Abstract:
OBJECTIVE: With the continuous development and advancement of human pluripotent stem cell (PSC)-derived cell therapies, an ever-increasing number of clinical indications can benefit from their application. Due to the capacity for PSCs to form teratomas, safety testing is required to ensure the absence of residual PSCs in a cell product. To mitigate these limitations, in vitro analytical methods can be utilized as quality control after the production of a PSC-derived cell product. Sensitivity of these analytic methods is critical in accurately quantifying residual PSC in the final cell product. In this study, we compared the sensitivity of three in vitro assays: qPCR, ddPCR and RT-LAMP.
METHODS: The spike-in samples were produced from three independent experiments, each spiked with different PSC lines (PSC1, NH50191, and WA09 referred to as H9) into a background of primary fibroblasts (Hs68). These samples were then subjected to qPCR, ddPCR and RT-LAMP to determine their detection limit in measuring a commonly used PSC marker, LIN28A.
RESULTS: The results indicated that the three analytic methods all exhibited consistent results across different cell-line spiked samples, with ddPCR demonstrating the highest sensitivity of the three methods. The LIN28A ddPCR assay could confidently detect 10 residual PSCs in a million fibroblasts.

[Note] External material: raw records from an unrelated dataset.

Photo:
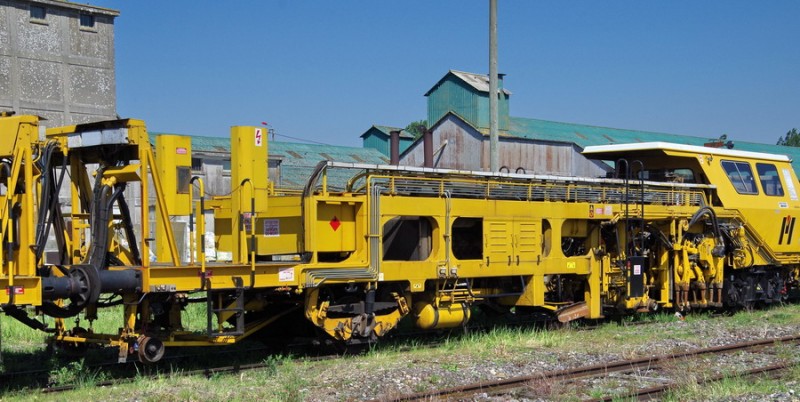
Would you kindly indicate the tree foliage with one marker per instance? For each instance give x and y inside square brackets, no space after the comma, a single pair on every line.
[417,128]
[792,139]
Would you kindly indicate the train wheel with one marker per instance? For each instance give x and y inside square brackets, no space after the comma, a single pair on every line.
[150,350]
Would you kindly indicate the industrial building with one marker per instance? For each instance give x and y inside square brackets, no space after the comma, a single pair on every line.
[57,61]
[458,115]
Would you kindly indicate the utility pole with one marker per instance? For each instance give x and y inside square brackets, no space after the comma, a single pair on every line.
[494,137]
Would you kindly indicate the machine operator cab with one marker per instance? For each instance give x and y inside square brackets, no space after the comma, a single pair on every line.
[742,178]
[761,187]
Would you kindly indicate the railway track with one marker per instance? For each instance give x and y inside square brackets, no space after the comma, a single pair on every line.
[505,386]
[133,369]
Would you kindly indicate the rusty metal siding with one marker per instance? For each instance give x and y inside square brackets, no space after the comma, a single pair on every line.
[456,145]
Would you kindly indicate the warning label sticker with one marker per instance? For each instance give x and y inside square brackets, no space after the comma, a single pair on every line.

CONCLUSIONS: In our hand, ddPCR LIN28A assay demonstrated the highest sensitivity for detection of residual PSCs compared to the other two assays. Correlating such in vitro safety results with corresponding in vivo studies demonstrating the tumorigenicity profile of PSC-derived cell therapy could accelerate the safe clinical translation of cell therapy.
METHODS: The spike-in samples were produced from three independent experiments, each spiked with different PSC lines (PSC1, NH50191, and WA09 referred to as H9) into a background of primary fibroblasts (Hs68). These samples were then subjected to qPCR, ddPCR and RT-LAMP to determine their detection limit in measuring a commonly used PSC marker, LIN28A.
RESULTS: The results indicated that the three analytic methods all exhibited consistent results across different cell-line spiked samples, with ddPCR demonstrating the highest sensitivity of the three methods. The LIN28A ddPCR assay could confidently detect 10 residual PSCs in a million fibroblasts.
CONCLUSIONS: In our hand, ddPCR LIN28A assay demonstrated the highest sensitivity for detection of residual PSCs compared to the other two assays. Correlating such in vitro safety results with corresponding in vivo studies demonstrating the tumorigenicity profile of PSC-derived cell therapy could accelerate the safe clinical translation of cell therapy.
摘要:
目的:随着人类多能干细胞(PSC)衍生细胞疗法的不断发展和进步,越来越多的临床适应症可以从它们的应用中受益。由于PSC形成畸胎瘤的能力,需要进行安全性测试以确保细胞产物中不存在残留PSC。为了减轻这些限制,在生产PSC衍生的细胞产物之后,可以使用体外分析方法作为质量控制。这些分析方法的灵敏度对于准确定量最终细胞产物中的残留PSC至关重要。在这项研究中,我们比较了三种体外检测方法的灵敏度:qPCR,ddPCR和RT-LAMP。
方法:加标样品由三个独立实验产生,每个都掺入不同的PSC系(PSC1,NH50191和WA09,称为H9)到原代成纤维细胞(Hs68)的背景中。然后对这些样品进行qPCR,ddPCR和RT-LAMP来确定它们在测量常用PSC标记时的检测限,LIN28A.
结果:结果表明,三种分析方法在不同细胞系加标样品中均显示出一致的结果,ddPCR证明了三种方法的最高灵敏度。LIN28A-ddPCR测定可以可靠地检测一百万个成纤维细胞中的10个残留PSC。
结论:在我们手中,与其他两种测定相比,ddPCRLIN28A测定显示出检测残余PSC的最高灵敏度。将这样的体外安全性结果与相应的体内研究相关联,证明PSC衍生的细胞疗法的致瘤性特征可以加速细胞疗法的安全临床转化。
方法:加标样品由三个独立实验产生,每个都掺入不同的PSC系(PSC1,NH50191和WA09,称为H9)到原代成纤维细胞(Hs68)的背景中。然后对这些样品进行qPCR,ddPCR和RT-LAMP来确定它们在测量常用PSC标记时的检测限,LIN28A.
结果:结果表明,三种分析方法在不同细胞系加标样品中均显示出一致的结果,ddPCR证明了三种方法的最高灵敏度。LIN28A-ddPCR测定可以可靠地检测一百万个成纤维细胞中的10个残留PSC。
结论:在我们手中,与其他两种测定相比,ddPCRLIN28A测定显示出检测残余PSC的最高灵敏度。将这样的体外安全性结果与相应的体内研究相关联,证明PSC衍生的细胞疗法的致瘤性特征可以加速细胞疗法的安全临床转化。